ちなみに、ここまでの経緯をまとめておきますと、一昨年、淡路島のヒョータニスト、ヒロミさんが同じ畑でイプとUFOを栽培したことに始まります。その年、UFOはいくつかの「UFO型の実」をならし、タネをとることもできました。しかし、イプのほうは一つも実がならず枯れてしまいました。

次の年、ヒロミさんが「UFO型の実」のタネをまいて育ててみると、なぜかイプの実がなったのです。この年なった実は、すべてが「イプ型の実」でした。その実の形から前年のUFOが交雑していた(雄花がイプだった)ことが判明。

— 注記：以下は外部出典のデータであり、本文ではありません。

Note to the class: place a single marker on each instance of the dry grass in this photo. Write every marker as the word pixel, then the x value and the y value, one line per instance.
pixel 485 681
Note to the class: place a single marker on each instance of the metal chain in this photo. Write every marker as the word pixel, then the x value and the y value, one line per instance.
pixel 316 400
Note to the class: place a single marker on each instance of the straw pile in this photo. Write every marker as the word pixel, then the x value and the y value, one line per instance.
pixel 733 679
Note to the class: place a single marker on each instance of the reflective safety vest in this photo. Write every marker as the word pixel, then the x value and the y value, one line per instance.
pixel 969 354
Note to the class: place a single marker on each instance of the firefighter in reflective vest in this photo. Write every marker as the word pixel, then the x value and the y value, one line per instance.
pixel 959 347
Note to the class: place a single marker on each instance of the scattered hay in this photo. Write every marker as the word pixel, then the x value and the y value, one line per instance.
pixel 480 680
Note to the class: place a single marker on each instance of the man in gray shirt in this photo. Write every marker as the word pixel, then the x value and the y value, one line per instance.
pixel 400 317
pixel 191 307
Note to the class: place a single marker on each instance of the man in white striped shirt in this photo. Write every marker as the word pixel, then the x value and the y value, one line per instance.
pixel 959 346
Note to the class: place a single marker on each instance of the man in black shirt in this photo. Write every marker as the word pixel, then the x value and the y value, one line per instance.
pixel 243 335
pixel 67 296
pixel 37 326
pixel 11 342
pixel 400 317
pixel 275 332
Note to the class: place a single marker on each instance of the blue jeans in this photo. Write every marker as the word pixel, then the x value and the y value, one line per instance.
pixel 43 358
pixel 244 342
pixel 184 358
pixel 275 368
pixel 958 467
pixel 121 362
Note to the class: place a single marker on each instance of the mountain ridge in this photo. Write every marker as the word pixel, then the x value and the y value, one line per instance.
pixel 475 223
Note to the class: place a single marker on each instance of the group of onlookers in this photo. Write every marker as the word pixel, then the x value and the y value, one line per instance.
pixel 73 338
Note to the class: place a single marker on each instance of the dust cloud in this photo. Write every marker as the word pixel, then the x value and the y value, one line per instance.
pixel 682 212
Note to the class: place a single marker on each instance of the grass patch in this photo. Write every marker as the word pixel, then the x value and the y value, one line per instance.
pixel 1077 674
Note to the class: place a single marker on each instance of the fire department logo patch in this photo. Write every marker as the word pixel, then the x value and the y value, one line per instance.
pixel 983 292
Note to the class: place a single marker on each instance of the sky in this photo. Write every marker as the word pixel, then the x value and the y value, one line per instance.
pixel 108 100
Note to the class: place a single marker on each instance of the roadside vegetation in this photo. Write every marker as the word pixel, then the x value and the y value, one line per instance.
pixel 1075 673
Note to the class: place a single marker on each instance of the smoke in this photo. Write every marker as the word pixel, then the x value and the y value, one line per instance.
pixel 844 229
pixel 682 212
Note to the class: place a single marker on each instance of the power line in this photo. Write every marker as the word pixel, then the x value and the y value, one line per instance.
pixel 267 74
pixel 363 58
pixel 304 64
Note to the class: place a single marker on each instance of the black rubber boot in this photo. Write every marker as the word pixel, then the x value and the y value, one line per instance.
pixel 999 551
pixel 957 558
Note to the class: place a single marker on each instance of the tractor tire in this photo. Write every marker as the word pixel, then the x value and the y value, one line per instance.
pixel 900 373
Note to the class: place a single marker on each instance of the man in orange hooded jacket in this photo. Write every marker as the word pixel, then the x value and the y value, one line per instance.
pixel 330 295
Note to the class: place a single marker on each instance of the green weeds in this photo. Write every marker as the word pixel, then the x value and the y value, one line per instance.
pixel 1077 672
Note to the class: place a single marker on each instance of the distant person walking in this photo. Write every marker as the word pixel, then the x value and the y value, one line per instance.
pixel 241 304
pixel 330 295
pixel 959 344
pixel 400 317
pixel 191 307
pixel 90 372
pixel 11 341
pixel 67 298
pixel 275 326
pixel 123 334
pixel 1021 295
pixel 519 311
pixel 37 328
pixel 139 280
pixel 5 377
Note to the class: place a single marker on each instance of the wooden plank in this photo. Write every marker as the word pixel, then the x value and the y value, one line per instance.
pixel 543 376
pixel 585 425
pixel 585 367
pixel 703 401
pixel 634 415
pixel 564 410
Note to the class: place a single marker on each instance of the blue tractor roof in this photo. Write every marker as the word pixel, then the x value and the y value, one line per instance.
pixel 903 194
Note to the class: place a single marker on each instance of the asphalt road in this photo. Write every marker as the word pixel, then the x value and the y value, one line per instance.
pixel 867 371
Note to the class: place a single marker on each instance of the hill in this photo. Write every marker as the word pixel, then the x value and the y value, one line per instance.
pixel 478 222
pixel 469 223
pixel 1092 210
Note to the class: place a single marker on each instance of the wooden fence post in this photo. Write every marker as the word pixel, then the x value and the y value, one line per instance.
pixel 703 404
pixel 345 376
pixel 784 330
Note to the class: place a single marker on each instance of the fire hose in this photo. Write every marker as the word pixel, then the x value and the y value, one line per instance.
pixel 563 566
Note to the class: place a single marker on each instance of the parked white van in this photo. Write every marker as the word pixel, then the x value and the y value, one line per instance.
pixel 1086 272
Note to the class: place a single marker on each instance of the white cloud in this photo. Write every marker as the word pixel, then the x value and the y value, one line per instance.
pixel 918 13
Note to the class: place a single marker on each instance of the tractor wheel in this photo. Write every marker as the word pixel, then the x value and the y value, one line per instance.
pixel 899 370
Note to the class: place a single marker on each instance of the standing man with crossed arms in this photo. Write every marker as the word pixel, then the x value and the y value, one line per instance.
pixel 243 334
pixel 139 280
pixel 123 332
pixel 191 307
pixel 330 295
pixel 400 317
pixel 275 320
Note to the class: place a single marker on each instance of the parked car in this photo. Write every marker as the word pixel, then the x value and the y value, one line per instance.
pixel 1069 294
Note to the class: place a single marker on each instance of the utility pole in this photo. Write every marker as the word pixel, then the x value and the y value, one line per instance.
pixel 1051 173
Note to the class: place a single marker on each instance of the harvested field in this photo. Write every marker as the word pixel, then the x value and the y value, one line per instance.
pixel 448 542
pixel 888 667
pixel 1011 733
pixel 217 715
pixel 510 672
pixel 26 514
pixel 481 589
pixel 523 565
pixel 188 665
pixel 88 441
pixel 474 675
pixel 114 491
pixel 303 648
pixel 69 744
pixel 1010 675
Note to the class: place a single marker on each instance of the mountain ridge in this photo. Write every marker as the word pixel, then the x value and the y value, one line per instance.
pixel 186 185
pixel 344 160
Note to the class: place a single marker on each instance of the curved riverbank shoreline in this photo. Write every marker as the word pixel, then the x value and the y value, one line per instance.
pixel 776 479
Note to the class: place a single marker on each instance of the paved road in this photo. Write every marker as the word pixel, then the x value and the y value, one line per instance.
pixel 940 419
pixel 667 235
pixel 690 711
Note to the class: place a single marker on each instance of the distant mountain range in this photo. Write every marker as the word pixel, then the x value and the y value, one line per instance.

フェイ・ターンさんがヒロミさんからもらったのは、この「イプ型の実」から採種したもの。つまり、最初のイプとUFOから数えるとハイブリッド三代目に当たります。ハイブリッド一代目はすべてUFO型で、二代目はすべてイプ型、そして三代目にはUFOとイプの両方のタイプの実が一つの苗にできた!ということになりますね。いやー、ひょうたんの雑種、面白すぎます。

説明が長くなってしまいましたが、そんなわけでフェイ・ターンさんの畑は今年もいろいろな形のひょうたんが、にぎやかに実りました!

もちろん、標準的なひょうたん型をした千成ひょうたん(写真④⑤))や、百成ひょうたん(写真⑥)もどっさり!このなかでいちばん大きいのは写真⑥で、昨年「ハンモック姫」と名付けたひょうたんのタネから生まれた苗の実だそうです。写真⑤の千成ふたつは、フェイさん大のお気に入りで「仲良し夫婦さん」と命名。

そうそう。私はいつもひょうたんの苗に名前をつけて育てているのですが、フェイさんは苗ではなく実に名前をつけて育ててらっしゃいます。タネをとって次の年にまくのであれば、フェイさんの方法がわかりやすいかもしれませんね。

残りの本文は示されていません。